2. Yargıtay İçtihadı Birleştirme Büyük Genel Kurulunun, 16.05.1956 tarihli ve 1956/1 Esas, 1956/6 Karar sayılı kararının ilgili bölümü şöyledir: “... Usûlü dairesinde istimlak muamelesine tevessül edilmeksizin gayrimenkulü yola kalbedilen şahsın, esas itibarıyla, gayrimenkulünü yola kalbeden amme hükmi şahsiyeti aleyhine meni müdahale davası açmağa hakkı olduğuna, ancak dilerse bu fiili duruma razı olarak, mülkiyet hakkının amme hükmi şahsiyetine devrine karşılık gayrimenkulünün bedelinin tahsilini de dava edebileceğine ve isteyebileceği bedelin de mülkiyet hakkının devrine razı olduğu tarih olan dava tarihindeki bedel olduğuna 16.05.1956 tarihinde ilk toplantıda ittifakla karar verildi.”
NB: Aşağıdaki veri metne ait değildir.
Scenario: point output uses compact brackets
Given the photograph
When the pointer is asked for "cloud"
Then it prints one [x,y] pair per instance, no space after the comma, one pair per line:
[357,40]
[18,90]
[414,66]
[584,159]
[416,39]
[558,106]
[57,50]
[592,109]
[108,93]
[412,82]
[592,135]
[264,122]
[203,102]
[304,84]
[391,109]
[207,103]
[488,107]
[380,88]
3. Yargıtay İçtihadı Birleştirme Büyük Genel Kurulunun, 16.05.1956 tarihli ve 1954/1 Esas, 1956/7 Karar sayılı kararı ile “... Usûlü dairesinde istimlak muamelesine tevessül edilmeksizin gayrimenkulü yola kalbedilen şahsın, gayrimenkulünün bedelinin tahsiline ilişkin olarak, gayrimenkulünü yola kalbeden hükmü şahsiyeti aleyhine açacağı bedel davasında müruruzamanın mevzuubahis olamayacağına ve bu itibarla da, hadisede Borçlar Kanunu'nun 66. maddesinin tatbik kabiliyeti bulunmadığına ...” karar verilmiştir.
4. 2942 sayılı Kamulaştırma Kanunu'nun 11 inci maddesi.
3. Değerlendirme
1. Bölge adliye mahkemelerinin nihaî kararlarının bozulması 6100 sayılı Kanun’un 371 inci maddesi ile 369 uncu maddesinin birinci fıkrasında yer alan sebeplerden birinin varlığı hâlinde mümkündür.
2. Arsa niteliğindeki ... ili, ... İlçesi, ... Mahallesi 218 ada 1 parsel sayılı taşınmaza emsal karşılaştırması yapılarak değer biçilmesinde isabetsizlik görülmemiştir.
3. Temyizen incelenen karar, tarafların karşılıklı iddia ve savunmalarına, dayandıkları belgelere, uyuşmazlığa uygulanması gereken hukuk kuralları ile hukukî ilişkinin nitelendirilmesine, dava şartlarına, yargılama ve ispat kuralları ile kararda belirtilen gerekçelere göre usul ve kanuna uygun olup temyiz dilekçesinde ileri sürülen nedenler kararın bozulmasını gerektirecek nitelikte görülmemiştir.
VI. KARAR
Açıklanan sebeplerle;
Davalı idare vekilinin yerinde görülmeyen tüm temyiz itirazlarının reddi ile usul ve kanuna uygun Bölge Adliye Mahkemesi kararının 6100 sayılı Kanun’un 370 inci maddesinin birinci fıkrası uyarınca ONANMASINA,
Davalı idare harçtan muaf olduğundan harç alınmamasına yer olmadığına,
Dosyanın İlk Derece Mahkemesine, kararın bir örneğinin Bölge Adliye Mahkemesine gönderilmesine,
02.05.2023 tarihinde oy birliğiyle karar verildi.